Fine dei pagamenti in contanti, l’obiettivo è smascherare le truffe. Il blocco vale anche per i salari di collaboratori o lavoratori a chiamata.

 

Stop alla busta paga in contanti

Dopo le dichiarazioni rilasciate nei giorni scorsi dal ministro dell’Interno durante l’assemblea di Confesercenti, in Italia si è tornato a discutere dell’opportunità o meno di porre un limite all’uso dei contanti. Intanto, proprio per garantire la tracciabilità dei pagamenti, dal prossimo primo luglio entrerà in vigore lo stop alla busta paga in contanti. Come previsto dall’ultima legge di Bilancio cambiano le regole per i datori di lavoro.

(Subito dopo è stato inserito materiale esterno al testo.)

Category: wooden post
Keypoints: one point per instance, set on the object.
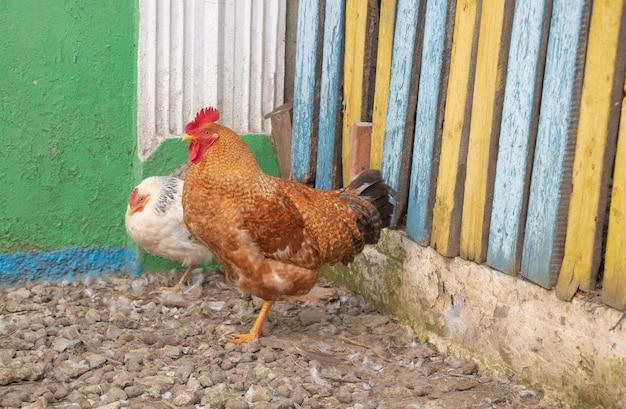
(520, 115)
(360, 142)
(551, 173)
(449, 195)
(595, 147)
(491, 61)
(281, 135)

Dal prossimo mese dunque gli stipendi, ma anche gli eventuali anticipi o acconti, dovranno essere corrisposti esclusivamente via bonifico bancario o postale, o eventualmente tramite strumenti di pagamento elettronico, pagamenti in contanti allo sportello e assegni. In caso contrario, si rischiano sanzioni che vanno da 1.000 a 5mila euro (e possono ridursi di un terzo pagando entro 60 giorni).

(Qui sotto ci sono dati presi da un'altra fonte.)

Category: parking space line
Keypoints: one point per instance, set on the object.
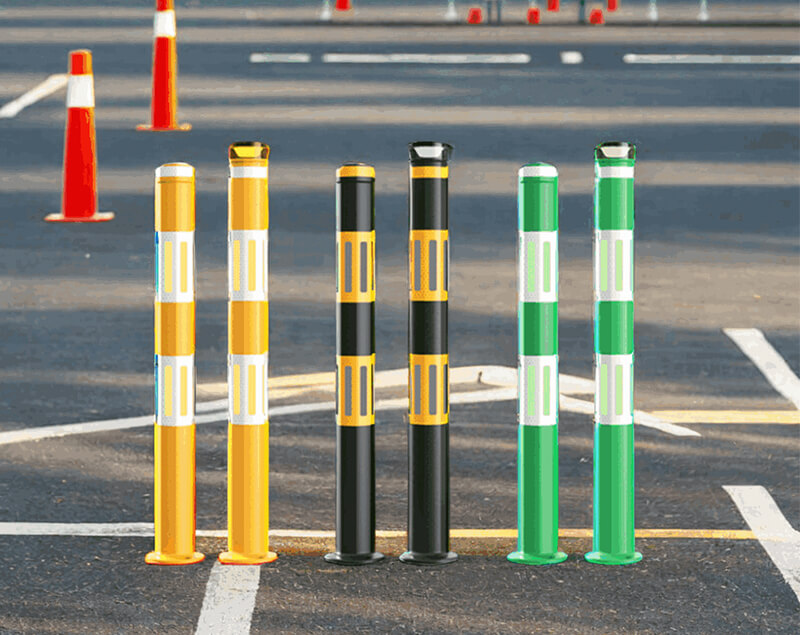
(425, 58)
(639, 58)
(777, 372)
(47, 87)
(230, 600)
(768, 417)
(779, 539)
(280, 58)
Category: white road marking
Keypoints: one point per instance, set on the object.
(753, 344)
(280, 58)
(229, 601)
(571, 57)
(47, 87)
(503, 377)
(638, 58)
(423, 58)
(779, 539)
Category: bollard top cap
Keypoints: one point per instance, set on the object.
(80, 62)
(429, 153)
(248, 151)
(175, 170)
(355, 169)
(538, 170)
(615, 150)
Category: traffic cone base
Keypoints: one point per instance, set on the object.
(97, 217)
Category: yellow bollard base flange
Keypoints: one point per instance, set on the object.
(233, 557)
(156, 557)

La misura è pensata per prevenire gli abusi ed evitare le truffe delle false buste paga. È accaduto in passato infatti che alcuni lavoratori, magari sotto il ricatto del licenziamento, firmassero una busta paga con un importo maggiore a quanto effettivamente percepito.

La nuova norma, grazie alla quale il flusso di retribuzioni sarà tracciato, prova a ostacolare proprio queste pratiche, per tutelare i lavoratori ma anche le imprese corrette, che si trovano a combattere contro la concorrenza sleale di chi, evidenzia la legge, “scaricando falsi costi per il personale, accumula utili extra bilancio”.

 

Il nuovo obbligo, si legge nel documento ufficiale, si applica a “ogni rapporto di lavoro subordinato indipendentemente dalla durata e dalle modalità di svolgimento della prestazione lavorativa”. Parliamo quindi anche di contratti a tempo determinato, part time, i co.co.co, lavoro a intermittenza o a chiamata e tutte le forme di contratto delle cooperative con i propri soci.

Sono esclusi dal provvedimento invece, i rapporti di lavoro con la pubblica amministrazione, i lavoratori domestici – come colf, baby sitter o badanti – e i compensi per gli stage.